IoT and Predictive Maintenance: The New Frontier
The major OEMs are investing heavily in IoT-enabled elevator monitoring. Otis ONE, Schindler Ahead, KONE 24/7, and TK MAX monitor elevator performance in real time through sensors on door operators, drives, controllers, and ride quality accelerometers. Data is transmitted to cloud platforms where machine learning algorithms detect anomalies that predict failures before they cause shutdowns. These systems can detect door hesitation indicating worn rollers, drive temperature trends indicating bearing degradation, and ride quality changes indicating guide rail alignment issues -- often weeks before a service call would be triggered. The automation professionals who install, configure, and maintain these IoT systems bridge traditional elevator mechanics with modern data engineering, and the role is expanding rapidly as OEMs and building owners demand predictive rather than reactive maintenance.
Certifications, Training, and Salary
The International Union of Elevator Constructors (IUEC) apprenticeship is the primary pathway into the elevator industry. The 4-year apprenticeship combines on-the-job training with classroom instruction in electrical theory, motor controls, code requirements, and increasingly, PLC programming and networking. Apprentice wages start at approximately $28 to $35 per hour (60 percent of full mechanic rate in most locals) and increase every six months. Licensed elevator constructors earn $45 to $70 per hour in base wages before overtime and benefits, translating to $95,000 to $145,000 annually. The Certified Elevator Technician (CET) certification from the National Association of Elevator Contractors (NAEC) validates competence for non-union professionals.
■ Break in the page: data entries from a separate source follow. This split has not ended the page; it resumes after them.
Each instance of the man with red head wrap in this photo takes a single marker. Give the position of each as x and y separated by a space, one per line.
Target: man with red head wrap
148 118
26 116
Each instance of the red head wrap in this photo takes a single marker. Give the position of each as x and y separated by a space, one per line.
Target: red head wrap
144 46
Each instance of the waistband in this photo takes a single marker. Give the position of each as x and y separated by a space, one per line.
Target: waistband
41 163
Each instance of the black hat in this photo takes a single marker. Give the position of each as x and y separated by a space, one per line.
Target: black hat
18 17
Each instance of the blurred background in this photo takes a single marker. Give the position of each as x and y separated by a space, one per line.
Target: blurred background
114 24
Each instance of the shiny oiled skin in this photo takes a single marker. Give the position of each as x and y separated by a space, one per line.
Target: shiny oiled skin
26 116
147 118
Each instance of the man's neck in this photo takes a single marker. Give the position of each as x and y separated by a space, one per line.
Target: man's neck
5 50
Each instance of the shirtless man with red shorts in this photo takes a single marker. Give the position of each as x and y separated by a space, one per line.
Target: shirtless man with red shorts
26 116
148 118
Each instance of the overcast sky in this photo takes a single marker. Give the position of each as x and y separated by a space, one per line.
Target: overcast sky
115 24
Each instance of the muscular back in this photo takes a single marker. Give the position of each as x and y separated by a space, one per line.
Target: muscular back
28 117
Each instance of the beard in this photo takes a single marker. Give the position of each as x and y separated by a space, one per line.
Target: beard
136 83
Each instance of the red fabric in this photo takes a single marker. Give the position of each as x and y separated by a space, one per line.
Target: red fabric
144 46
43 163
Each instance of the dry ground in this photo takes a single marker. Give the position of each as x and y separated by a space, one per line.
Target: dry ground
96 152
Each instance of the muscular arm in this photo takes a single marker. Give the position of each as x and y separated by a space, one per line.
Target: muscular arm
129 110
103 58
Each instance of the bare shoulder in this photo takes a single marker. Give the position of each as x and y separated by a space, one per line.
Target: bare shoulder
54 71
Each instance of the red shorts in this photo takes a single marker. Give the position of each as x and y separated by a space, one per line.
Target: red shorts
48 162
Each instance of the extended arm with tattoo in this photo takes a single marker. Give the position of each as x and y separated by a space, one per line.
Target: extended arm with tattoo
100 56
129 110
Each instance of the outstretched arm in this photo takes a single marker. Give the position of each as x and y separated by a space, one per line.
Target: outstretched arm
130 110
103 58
QEI (Qualified Elevator Inspector) certification is required for those performing code compliance inspections.
Elevator mechanics with PLC programming and VFD commissioning skills earn $80,000 to $130,000. Modernization engineers who design and commission control system replacements earn $90,000 to $145,000. Controls engineers developing proprietary controller software for OEMs earn $95,000 to $150,000. IoT and predictive maintenance system engineers earn $85,000 to $135,000. Project managers overseeing modernization programs earn $100,000 to $155,000. Contract rates through Automate America for elevator automation specialists range from $65 to $110 per hour for standard modernization work and $85 to $140 per hour for high-rise destination dispatching system programming.
Jobs are concentrated in major metropolitan areas where high-rise buildings drive demand -- New York City (by far the largest market with over 80,000 elevators), Chicago, Los Angeles, San Francisco, Boston, Philadelphia, Washington DC, Houston, Dallas, and Miami. However, every city and town with multi-story buildings needs elevator service, and the geographic distribution is broader than most building trades because elevators exist everywhere. The four major OEMs and hundreds of independent companies provide employment options ranging from large corporate service organizations to small local companies where a two-person team handles everything from installation to maintenance to modernization.